Ci voleva un antidoto per battere il nostro avversario, il quale stava nel frattempo moltiplicando le sue forze come larve per attuare il suo infernale piano criminale. Attrezzammo quindi un improvvisato laboratorio e con le poche sostanze che riuscimmo a reperire in un comune ripostiglio domestico, mettemmo a punto una pozione. Uscimmo allo scoperto. Watson si avvicinò alla fanciulla senza insospettirla e ne sfiorò le vesti mettendo allo scoperto gli avversari.
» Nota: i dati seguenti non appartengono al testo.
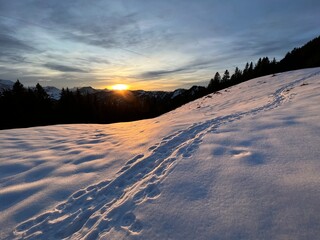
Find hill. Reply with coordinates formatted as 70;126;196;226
0;68;320;240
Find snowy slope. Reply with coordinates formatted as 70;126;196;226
0;68;320;239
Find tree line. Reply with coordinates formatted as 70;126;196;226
0;37;320;129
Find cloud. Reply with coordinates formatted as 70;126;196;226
42;63;87;73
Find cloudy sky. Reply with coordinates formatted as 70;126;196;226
0;0;320;90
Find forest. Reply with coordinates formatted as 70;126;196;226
0;36;320;129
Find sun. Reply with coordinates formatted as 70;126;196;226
111;84;129;91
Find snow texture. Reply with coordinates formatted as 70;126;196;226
0;68;320;240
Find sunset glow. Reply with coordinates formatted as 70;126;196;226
111;84;129;91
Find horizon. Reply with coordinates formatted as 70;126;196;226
0;0;320;91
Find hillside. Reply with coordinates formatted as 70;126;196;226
0;68;320;240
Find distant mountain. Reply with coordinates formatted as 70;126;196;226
43;87;61;100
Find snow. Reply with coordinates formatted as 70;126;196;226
0;68;320;239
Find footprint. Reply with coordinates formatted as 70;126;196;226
129;220;143;234
230;149;252;158
121;212;136;227
148;145;158;151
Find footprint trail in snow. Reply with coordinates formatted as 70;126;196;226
14;70;318;239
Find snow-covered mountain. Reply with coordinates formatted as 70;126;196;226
0;68;320;240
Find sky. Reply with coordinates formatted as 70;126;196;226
0;0;320;90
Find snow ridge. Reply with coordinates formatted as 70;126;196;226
14;71;320;239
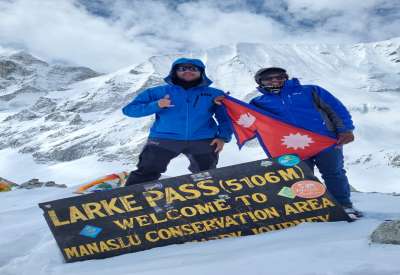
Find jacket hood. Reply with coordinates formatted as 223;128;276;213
257;78;301;94
164;58;212;87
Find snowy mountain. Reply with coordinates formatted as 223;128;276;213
0;38;400;192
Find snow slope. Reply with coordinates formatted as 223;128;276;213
0;188;400;275
0;38;400;192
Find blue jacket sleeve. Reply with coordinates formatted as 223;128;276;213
215;105;233;142
122;89;161;117
314;86;354;133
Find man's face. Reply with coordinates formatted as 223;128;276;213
175;64;201;81
261;73;286;88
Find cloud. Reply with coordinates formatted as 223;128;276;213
0;0;400;71
0;0;151;71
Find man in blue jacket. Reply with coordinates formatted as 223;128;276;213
250;67;361;220
122;58;232;188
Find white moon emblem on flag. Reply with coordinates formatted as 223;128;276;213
281;133;314;150
236;113;256;128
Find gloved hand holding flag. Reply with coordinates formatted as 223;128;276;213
222;95;337;160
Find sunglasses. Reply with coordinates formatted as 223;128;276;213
261;75;286;81
176;66;200;72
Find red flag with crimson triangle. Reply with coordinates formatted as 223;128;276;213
223;95;337;160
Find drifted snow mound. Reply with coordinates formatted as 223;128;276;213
371;220;400;244
0;190;400;275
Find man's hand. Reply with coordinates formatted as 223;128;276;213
337;132;354;146
214;95;225;105
158;94;175;108
210;138;225;153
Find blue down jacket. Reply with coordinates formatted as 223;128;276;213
250;78;354;138
122;58;232;142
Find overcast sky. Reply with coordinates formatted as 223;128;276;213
0;0;400;72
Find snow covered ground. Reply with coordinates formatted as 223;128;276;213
0;187;400;275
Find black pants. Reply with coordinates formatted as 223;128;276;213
125;138;218;186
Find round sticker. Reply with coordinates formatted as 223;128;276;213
278;155;300;166
291;180;326;199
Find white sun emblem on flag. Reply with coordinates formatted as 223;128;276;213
236;113;256;128
282;133;314;150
Per farlo il suo polso sinistro, quello già messo a dura prova in una precedente avventura, rimase colpito dagli spruzzi che intanto io orientavo con la più feconda delle eiaculazioni che quell’ugello improvvisato eletto ad arma poteva sprigionare. L’Otiorhynchus cercò di difendersi in tutti i modi. Provò pure a mimetizzarsi. Cercò di farsi scudo con la signorina Lindley e dai suoi arti mostruosi come chele parvero fuoriuscire bicipiti umani.
L’intruglio che avevamo sintetizzato con Watson, però, aveva creato uno strato viscido là dove l’Otiorhynchus cercava la presa. E alla fine scivolò via, cadendo nel vuoto. Senza che la signorina quasi si accorgesse di nulla. Dal suo sguardo ci parve avesse pensato che Watson la stesse circuendo.

Tornati dentro, io e Watson ci ripulimmo per scongiurare eventuali effetti collaterali indotti da quel potente antidoto di cui ci eravamo imbrattati.
Watson, esausto, sprofondò sul divano di fronte all’immensa libreria. E rimase a fissarla. L’impresa meritava un brindisi. Da uno dei moduli della libreria feci scattare un congegno segreto toccando il volume “Il Sole in tasca” di Sandro Bondi su Berlusconi e Olivetti. Si aprì un piccolo scaffale che conteneva il più prezioso dei Marsala. Il Vecchio Samperi di Marco De Bartoli. Quello invecchiato vent’anni. Festeggiammo così la disinfestazione della fotinia sul balcone.